Renewing old infrastructure

In addition to continued development of existing fields, a significant chunk of capital spending for BP will continue to go toward renewing aging North Slope infrastructure, pieces of which are nearly 35 years old. Of the $900 million BP spent in Alaska this year, more than 20 percent went toward projects to renew existing infrastructure.

“We need to invest massive amounts of money in renewing the infrastructure on the North Slope. …These same facilities are the facilities that are going to be required for our next 50-year future, so we must continue to invest in these,” Suttles said.

Suttles is leaving Alaska to become chief operating officer for BP’s global exploration and production business. John Minge, currently the president of BP Indonesia and head of BP’s Asia Pacific unit, will take over as president of BP Exploration (Alaska) at the start of 2009. Suttles began his current post in Alaska in January 2007.





Eni fleshes out its development plans

In one of its first public appearances since opening an Anchorage office, Italian major Eni said it expects to produce oil from the Nikaitchuq unit before the end of 2009, according to Giuseppe Valenti, vice president of exploration for Eni US Operating Co.

The Italian major is developing the near-shore project using a combination of onshore and offshore drilling pads. Nikaitchuq sits in state waters north of the Kuparuk River unit.

Eni recently drilled its first development and service wells at the prospect from an onshore pad at Oliktok Point. The company is drilling seven production wells and nine injection wells from the onshore pad, and expects to produce oil by late 2009.

Running concurrently with the onshore drilling, the company also plans to install flow lines, export lines and new processing facilities through the first three quarters of 2009.

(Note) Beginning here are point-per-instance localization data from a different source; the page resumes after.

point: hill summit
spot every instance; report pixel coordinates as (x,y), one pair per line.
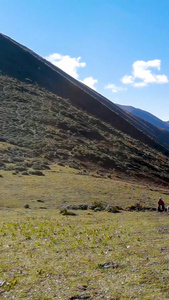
(49,117)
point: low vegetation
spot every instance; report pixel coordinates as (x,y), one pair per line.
(38,128)
(46,255)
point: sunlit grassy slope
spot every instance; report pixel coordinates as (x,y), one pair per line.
(45,255)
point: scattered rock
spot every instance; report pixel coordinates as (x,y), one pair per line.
(25,173)
(78,207)
(113,209)
(98,209)
(80,297)
(37,172)
(65,212)
(108,265)
(2,283)
(27,206)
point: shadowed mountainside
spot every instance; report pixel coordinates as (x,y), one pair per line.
(22,63)
(38,128)
(146,116)
(83,129)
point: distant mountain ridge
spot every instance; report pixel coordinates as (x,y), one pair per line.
(47,116)
(13,56)
(146,116)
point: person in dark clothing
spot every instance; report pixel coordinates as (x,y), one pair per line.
(161,205)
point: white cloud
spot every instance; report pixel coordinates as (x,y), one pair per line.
(115,88)
(66,63)
(70,65)
(90,81)
(142,75)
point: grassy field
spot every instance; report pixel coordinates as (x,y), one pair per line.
(93,255)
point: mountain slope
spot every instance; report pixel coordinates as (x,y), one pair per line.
(14,56)
(39,128)
(146,116)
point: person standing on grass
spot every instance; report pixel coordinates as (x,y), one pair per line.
(161,205)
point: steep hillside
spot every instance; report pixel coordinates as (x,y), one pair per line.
(38,128)
(146,116)
(20,62)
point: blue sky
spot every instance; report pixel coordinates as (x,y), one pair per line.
(120,47)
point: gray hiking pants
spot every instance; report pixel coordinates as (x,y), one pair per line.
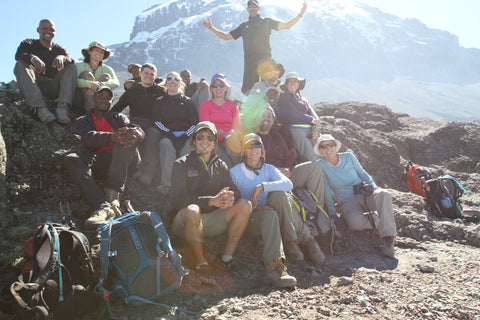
(34,86)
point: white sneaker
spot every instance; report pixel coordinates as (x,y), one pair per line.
(44,115)
(98,217)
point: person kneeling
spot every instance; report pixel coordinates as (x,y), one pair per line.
(109,151)
(207,202)
(258,181)
(356,193)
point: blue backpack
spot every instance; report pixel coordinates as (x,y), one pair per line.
(138,263)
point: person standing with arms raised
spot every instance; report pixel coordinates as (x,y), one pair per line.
(256,39)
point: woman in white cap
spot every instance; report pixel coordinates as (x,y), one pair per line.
(356,193)
(93,73)
(224,113)
(295,112)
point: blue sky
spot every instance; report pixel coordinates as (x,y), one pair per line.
(112,21)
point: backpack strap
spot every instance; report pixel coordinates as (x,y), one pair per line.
(133,299)
(456,182)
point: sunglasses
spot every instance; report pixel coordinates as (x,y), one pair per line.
(218,85)
(173,79)
(201,136)
(328,145)
(254,146)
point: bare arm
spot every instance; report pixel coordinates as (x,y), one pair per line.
(294,20)
(219,33)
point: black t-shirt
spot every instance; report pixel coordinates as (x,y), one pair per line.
(256,34)
(32,47)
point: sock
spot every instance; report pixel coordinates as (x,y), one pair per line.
(226,258)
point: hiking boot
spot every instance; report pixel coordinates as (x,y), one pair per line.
(292,250)
(163,190)
(44,115)
(98,217)
(206,273)
(62,113)
(386,246)
(113,197)
(145,179)
(237,269)
(276,271)
(314,252)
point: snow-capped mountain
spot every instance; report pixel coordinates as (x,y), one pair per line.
(336,39)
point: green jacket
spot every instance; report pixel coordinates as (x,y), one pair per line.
(83,66)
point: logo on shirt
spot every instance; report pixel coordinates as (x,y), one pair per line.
(192,173)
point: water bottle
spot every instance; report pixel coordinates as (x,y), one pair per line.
(445,202)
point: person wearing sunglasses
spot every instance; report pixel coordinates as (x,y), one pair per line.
(295,112)
(256,39)
(207,203)
(356,193)
(224,113)
(93,73)
(264,186)
(174,116)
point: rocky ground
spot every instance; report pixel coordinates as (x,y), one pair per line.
(436,273)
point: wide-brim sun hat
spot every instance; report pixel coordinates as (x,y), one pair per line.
(133,65)
(326,137)
(97,44)
(293,75)
(202,125)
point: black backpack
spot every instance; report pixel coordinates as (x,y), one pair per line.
(138,263)
(443,196)
(56,276)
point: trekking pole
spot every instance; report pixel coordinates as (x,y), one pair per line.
(333,229)
(128,205)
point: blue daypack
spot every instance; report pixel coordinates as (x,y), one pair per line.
(138,263)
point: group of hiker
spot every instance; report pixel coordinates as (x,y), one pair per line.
(226,169)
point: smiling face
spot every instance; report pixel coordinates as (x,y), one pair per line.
(46,31)
(328,149)
(135,71)
(103,100)
(293,85)
(203,145)
(218,88)
(267,121)
(253,153)
(147,77)
(96,54)
(173,83)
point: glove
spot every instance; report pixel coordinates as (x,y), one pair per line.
(334,219)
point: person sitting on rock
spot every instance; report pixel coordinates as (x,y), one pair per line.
(207,202)
(306,175)
(134,70)
(294,111)
(356,193)
(264,186)
(44,68)
(174,117)
(141,97)
(197,91)
(109,151)
(93,73)
(225,114)
(270,73)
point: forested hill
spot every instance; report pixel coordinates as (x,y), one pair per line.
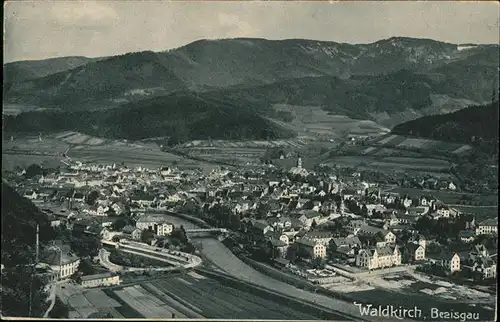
(19,219)
(184,115)
(475,125)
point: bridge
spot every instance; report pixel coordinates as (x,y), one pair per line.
(207,230)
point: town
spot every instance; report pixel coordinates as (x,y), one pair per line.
(329,229)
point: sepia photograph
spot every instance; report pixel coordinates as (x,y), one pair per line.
(250,160)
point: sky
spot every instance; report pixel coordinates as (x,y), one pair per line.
(44,29)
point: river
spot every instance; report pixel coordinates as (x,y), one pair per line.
(222,257)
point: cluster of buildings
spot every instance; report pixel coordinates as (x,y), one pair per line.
(345,220)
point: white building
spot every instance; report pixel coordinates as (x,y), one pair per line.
(156,223)
(106,279)
(312,248)
(61,261)
(487,227)
(378,257)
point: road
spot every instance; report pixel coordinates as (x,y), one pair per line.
(222,257)
(196,296)
(51,298)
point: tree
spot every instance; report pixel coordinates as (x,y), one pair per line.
(85,267)
(119,224)
(17,285)
(179,234)
(147,236)
(318,263)
(33,170)
(92,197)
(60,310)
(85,245)
(291,253)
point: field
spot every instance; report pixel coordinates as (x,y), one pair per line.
(314,122)
(390,163)
(450,197)
(181,296)
(403,142)
(25,150)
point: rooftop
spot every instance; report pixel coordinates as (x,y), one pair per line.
(96,276)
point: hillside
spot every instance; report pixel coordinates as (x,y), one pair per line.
(19,71)
(19,219)
(207,65)
(100,84)
(184,116)
(475,125)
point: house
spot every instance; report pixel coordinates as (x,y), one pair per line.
(374,208)
(143,199)
(46,193)
(378,257)
(309,217)
(311,248)
(164,229)
(136,234)
(443,211)
(281,263)
(487,227)
(128,229)
(260,228)
(485,266)
(417,211)
(322,237)
(276,248)
(387,236)
(302,202)
(466,236)
(155,223)
(479,251)
(390,197)
(61,260)
(78,197)
(449,261)
(344,248)
(97,280)
(118,208)
(354,226)
(426,201)
(417,252)
(407,202)
(30,194)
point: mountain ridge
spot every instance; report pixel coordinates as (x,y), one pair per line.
(398,76)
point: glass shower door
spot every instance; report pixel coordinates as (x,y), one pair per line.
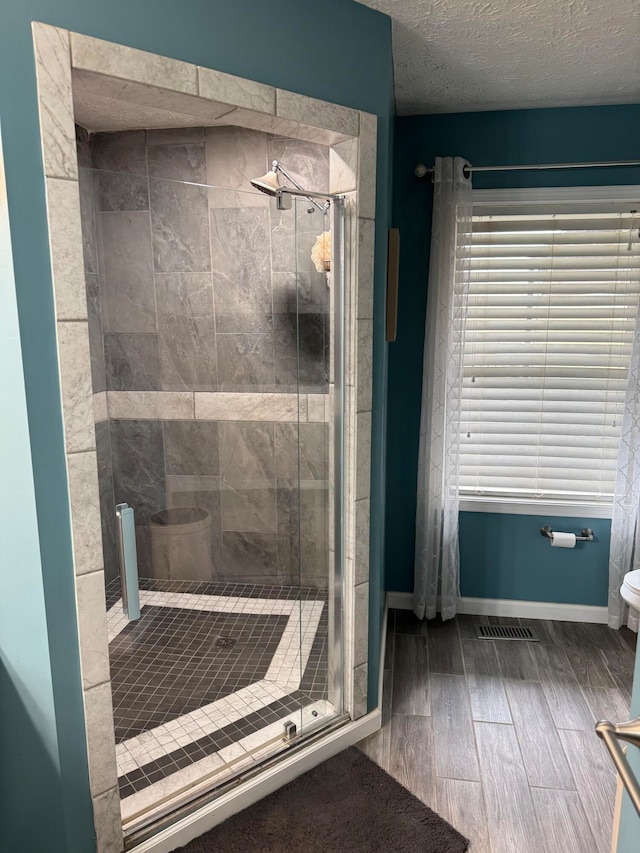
(318,240)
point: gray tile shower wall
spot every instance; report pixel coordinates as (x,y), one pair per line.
(208,289)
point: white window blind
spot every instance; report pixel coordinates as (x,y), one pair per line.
(552,306)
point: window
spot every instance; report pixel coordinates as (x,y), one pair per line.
(552,306)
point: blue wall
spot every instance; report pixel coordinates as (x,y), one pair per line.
(352,67)
(495,567)
(504,556)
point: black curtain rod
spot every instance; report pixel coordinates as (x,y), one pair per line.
(422,171)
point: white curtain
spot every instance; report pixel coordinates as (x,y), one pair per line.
(624,552)
(437,560)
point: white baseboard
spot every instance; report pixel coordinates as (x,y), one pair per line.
(513,607)
(191,826)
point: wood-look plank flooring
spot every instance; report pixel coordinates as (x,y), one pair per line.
(498,737)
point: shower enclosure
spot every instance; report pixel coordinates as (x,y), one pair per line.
(215,337)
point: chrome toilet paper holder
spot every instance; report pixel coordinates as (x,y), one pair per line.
(587,534)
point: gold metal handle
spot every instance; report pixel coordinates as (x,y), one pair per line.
(611,735)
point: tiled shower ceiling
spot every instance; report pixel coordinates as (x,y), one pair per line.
(512,54)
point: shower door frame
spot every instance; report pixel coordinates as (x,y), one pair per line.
(212,97)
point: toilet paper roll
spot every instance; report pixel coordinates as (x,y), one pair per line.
(563,540)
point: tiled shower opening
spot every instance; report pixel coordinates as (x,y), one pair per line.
(203,682)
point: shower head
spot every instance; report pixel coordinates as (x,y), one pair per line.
(269,183)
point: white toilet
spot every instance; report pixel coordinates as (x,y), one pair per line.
(630,591)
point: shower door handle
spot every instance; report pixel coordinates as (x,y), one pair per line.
(128,561)
(611,735)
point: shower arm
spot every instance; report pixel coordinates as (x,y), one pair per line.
(311,196)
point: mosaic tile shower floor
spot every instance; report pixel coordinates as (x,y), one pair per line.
(206,678)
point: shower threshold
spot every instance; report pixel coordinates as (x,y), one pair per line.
(204,682)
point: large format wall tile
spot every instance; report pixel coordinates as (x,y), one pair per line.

After building that infrastructure, which includes the first North Slope processing facilities not owned by ConocoPhillips or BP, Eni plans to move offshore, drilling 24 production wells and 25 injection wells starting in the third quarter of 2010.

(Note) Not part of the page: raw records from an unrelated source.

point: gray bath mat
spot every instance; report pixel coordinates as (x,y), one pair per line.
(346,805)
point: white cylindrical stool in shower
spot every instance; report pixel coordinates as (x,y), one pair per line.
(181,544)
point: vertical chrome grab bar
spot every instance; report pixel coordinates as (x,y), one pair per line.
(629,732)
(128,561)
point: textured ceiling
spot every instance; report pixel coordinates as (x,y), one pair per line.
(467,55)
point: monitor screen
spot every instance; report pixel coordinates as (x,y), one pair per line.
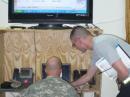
(50,11)
(51,6)
(26,73)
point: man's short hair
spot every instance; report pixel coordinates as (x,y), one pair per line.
(79,31)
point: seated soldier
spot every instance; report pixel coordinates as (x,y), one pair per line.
(53,85)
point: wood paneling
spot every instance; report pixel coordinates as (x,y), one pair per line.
(31,48)
(57,43)
(19,51)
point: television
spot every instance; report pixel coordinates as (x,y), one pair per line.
(50,12)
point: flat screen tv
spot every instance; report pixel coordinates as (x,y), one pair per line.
(51,11)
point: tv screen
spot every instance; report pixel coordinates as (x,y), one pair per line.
(50,11)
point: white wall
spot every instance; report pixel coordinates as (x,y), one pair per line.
(108,15)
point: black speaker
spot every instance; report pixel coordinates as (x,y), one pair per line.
(16,74)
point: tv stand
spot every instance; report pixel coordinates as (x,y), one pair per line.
(49,26)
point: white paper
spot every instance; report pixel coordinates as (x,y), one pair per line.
(107,69)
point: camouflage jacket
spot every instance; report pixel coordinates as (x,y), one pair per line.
(50,87)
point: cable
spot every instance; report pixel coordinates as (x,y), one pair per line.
(4,1)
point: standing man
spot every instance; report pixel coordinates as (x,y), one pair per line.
(102,46)
(53,85)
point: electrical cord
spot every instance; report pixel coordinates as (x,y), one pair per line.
(35,54)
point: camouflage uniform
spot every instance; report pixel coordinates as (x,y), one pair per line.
(50,87)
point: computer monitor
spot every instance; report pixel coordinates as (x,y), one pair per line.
(51,11)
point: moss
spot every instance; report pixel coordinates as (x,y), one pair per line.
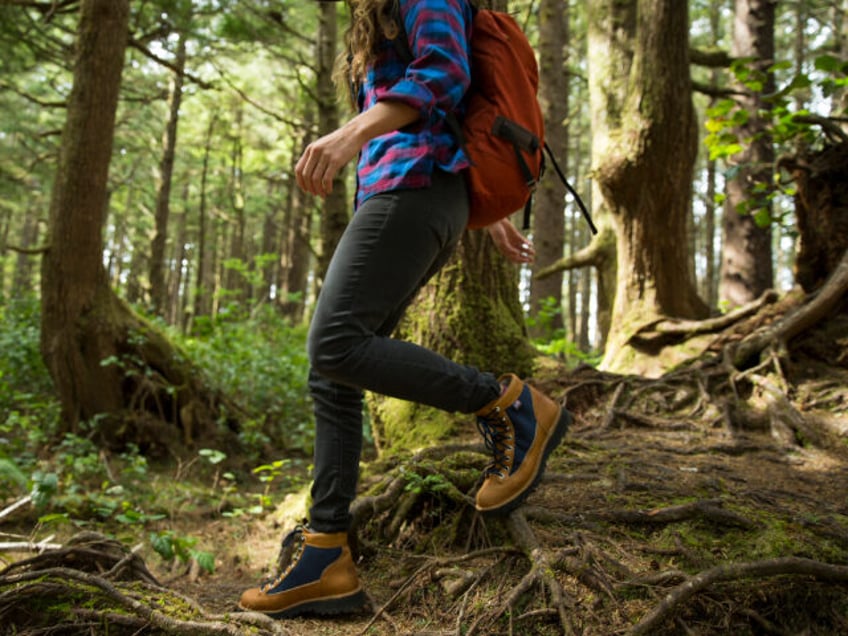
(406,426)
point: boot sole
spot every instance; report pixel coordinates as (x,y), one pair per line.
(350,604)
(519,498)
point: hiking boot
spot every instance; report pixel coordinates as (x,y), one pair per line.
(320,579)
(520,428)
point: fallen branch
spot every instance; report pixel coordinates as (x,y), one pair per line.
(541,571)
(757,569)
(822,304)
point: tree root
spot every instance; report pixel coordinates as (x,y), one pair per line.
(732,572)
(94,583)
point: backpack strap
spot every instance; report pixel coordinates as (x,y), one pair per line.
(573,192)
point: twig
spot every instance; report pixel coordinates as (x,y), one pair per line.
(759,569)
(18,504)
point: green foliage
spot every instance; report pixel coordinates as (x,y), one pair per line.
(28,408)
(260,361)
(555,342)
(171,546)
(786,125)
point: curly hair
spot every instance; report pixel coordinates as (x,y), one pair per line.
(372,22)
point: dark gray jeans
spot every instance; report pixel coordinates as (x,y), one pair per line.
(394,244)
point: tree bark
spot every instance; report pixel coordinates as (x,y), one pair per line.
(334,217)
(205,286)
(105,361)
(746,269)
(549,219)
(158,284)
(645,146)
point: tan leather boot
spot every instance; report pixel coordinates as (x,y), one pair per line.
(321,579)
(521,428)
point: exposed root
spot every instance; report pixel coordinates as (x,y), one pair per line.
(731,572)
(107,587)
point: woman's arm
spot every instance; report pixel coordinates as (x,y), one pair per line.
(324,158)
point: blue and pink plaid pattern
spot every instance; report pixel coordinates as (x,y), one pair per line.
(434,83)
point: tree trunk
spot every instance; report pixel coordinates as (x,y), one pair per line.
(107,364)
(22,282)
(334,217)
(469,312)
(296,252)
(645,146)
(158,284)
(205,272)
(549,218)
(821,208)
(746,270)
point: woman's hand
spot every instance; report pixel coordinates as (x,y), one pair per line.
(511,243)
(323,159)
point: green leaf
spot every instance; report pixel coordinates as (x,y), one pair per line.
(205,560)
(828,63)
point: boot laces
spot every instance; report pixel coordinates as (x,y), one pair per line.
(295,535)
(497,433)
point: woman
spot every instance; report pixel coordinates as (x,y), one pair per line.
(411,210)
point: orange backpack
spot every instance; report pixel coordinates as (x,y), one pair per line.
(502,131)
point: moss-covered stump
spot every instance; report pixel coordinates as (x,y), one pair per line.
(698,502)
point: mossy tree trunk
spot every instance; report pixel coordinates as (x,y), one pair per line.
(335,215)
(549,219)
(108,365)
(645,140)
(469,312)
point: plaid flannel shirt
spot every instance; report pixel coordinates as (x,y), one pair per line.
(434,83)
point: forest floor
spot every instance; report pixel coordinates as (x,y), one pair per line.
(662,487)
(703,502)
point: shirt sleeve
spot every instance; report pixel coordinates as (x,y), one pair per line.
(439,74)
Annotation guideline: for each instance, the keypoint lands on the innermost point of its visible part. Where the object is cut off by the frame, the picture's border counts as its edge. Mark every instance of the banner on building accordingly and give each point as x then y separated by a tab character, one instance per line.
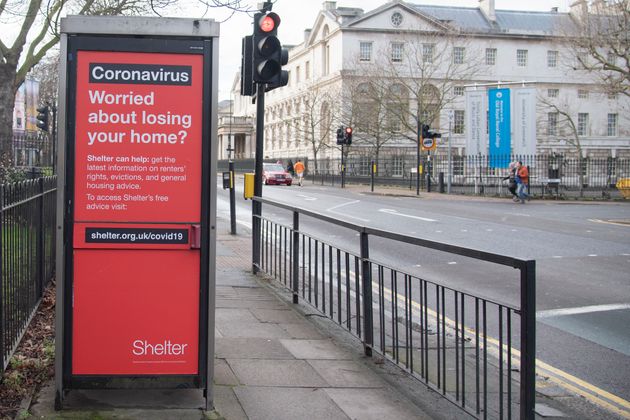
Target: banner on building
524	121
499	127
475	123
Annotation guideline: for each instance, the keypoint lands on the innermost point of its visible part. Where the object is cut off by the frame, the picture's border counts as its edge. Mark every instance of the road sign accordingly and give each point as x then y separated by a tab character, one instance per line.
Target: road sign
428	143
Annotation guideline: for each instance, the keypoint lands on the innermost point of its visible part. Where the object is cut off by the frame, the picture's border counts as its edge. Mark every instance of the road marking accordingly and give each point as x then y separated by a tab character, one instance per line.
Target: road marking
395	213
333	208
582	310
307	197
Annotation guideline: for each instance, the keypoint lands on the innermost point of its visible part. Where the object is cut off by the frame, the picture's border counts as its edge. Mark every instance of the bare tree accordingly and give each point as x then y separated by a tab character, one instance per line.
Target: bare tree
315	121
561	126
38	32
599	41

The company expects first oil from the offshore pads by the end of 2010.

The company is also planning an onshore-offshore 3-D seismic program this coming winter, and will process and analyze recently acquired seismic in the Beaufort Sea.

—Eric Lidji

Bowles: Can’t lose sight of prices

Although ConocoPhillips does not release its annual budget until mid-December, ConocoPhillips Alaska President Jim Bowles reiterated plans for the company to drill two exploration wells in the National Petroleum Reserve-Alaska this winter.

The Grandview and Pioneer wells would further delineate the Greater Mooses Tooth unit, formed earlier this year. Like the BP Liberty project, current exploration and any future production in the NPR-A isn’t covered by the state production tax code.

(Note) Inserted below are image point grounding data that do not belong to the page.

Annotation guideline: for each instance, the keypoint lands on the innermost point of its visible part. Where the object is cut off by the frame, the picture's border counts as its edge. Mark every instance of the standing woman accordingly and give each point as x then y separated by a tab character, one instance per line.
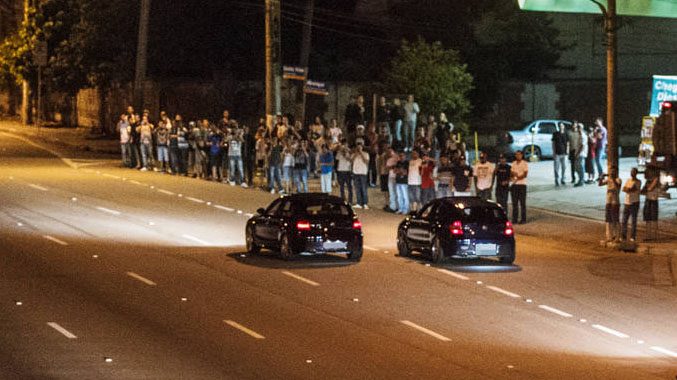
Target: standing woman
651	190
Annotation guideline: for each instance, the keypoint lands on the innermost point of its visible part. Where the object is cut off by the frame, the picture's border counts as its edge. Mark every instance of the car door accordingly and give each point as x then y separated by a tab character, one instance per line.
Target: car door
420	233
544	137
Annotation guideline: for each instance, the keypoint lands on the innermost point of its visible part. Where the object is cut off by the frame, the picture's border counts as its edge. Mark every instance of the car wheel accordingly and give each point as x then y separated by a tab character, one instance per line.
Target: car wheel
252	247
402	247
527	152
507	259
286	251
437	252
355	254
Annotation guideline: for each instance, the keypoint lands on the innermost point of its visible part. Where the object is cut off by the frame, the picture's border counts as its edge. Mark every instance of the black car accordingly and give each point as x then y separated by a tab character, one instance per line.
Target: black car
306	224
459	227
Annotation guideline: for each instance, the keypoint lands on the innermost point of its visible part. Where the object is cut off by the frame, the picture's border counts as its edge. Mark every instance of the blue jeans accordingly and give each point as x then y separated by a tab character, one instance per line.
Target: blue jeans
301	180
235	162
392	193
145	155
325	181
361	186
402	197
274	178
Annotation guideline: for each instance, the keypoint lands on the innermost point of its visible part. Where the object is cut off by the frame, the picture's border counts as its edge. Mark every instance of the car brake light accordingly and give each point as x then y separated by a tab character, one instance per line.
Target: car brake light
456	228
303	225
508	231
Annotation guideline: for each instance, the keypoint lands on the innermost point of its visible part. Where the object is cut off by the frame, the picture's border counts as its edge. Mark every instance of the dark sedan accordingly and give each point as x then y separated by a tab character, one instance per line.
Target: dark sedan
459	227
306	224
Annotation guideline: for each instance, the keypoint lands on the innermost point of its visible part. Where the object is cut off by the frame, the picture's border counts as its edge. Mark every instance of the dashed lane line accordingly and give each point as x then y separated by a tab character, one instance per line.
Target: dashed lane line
426	331
244	329
664	351
300	278
55	240
454	274
610	331
62	330
195	239
109	211
141	278
503	291
555	311
38	187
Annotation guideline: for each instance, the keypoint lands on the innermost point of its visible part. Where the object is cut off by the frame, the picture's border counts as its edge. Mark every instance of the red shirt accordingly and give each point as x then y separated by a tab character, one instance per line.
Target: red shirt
427	175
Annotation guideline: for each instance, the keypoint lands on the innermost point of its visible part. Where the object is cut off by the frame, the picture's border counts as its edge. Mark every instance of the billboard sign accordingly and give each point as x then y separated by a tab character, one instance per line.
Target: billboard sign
664	89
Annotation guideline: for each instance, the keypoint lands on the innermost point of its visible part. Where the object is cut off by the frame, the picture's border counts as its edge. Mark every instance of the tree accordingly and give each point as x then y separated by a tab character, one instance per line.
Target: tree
434	75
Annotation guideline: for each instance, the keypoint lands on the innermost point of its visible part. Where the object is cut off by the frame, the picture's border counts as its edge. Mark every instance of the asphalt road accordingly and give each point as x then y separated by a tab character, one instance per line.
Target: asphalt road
109	273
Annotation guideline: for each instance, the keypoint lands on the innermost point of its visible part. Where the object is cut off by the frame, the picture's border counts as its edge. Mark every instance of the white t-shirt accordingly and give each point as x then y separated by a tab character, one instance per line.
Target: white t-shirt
414	177
485	174
519	169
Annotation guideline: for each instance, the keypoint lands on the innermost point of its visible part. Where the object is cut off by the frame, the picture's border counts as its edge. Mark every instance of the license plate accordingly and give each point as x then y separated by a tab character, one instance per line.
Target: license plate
334	245
485	249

ConocoPhillips is still working to permit development of the CD-5 pad, also known as Alpine West. The satellite of the Alpine field would allow the company to bridge some of the gap between Greater Mooses Tooth and the existing North Slope processing facilities.

Like BP, Bowles also said oil at $50 a barrel in 2008 didn’t compare to similar prices in 2005 because “the fundamental cost of our business has changed over the past couple of years.” He said producing a barrel of oil in the Arctic costs between $25 and $50 today.

“We cannot lose sight of where we are in oil prices today, and that will dictate… what our level of spending will be in the future,” Bowles said.

Bowles added that most major projects on the slope operate on long-term cycles.

“What we need to do is to stay focused on the near term and make sure we don’t let our fundamentals get behind us as far as what’s happening on the slope,” Bowles said.

He again blamed recent tax changes for a decision to cancel a $300 million project that would have allowed a diesel plant at Kuparuk to produce Ultra Low Sulfur Diesel, which will be a legally required fuel in coming years. Instead, ConocoPhillips will truck 30 million gallons of Ultra Low Sulfur Diesel to the North Slope on the Dalton Highway.

The state disputes the connection between the tax and the decision to cancel the project.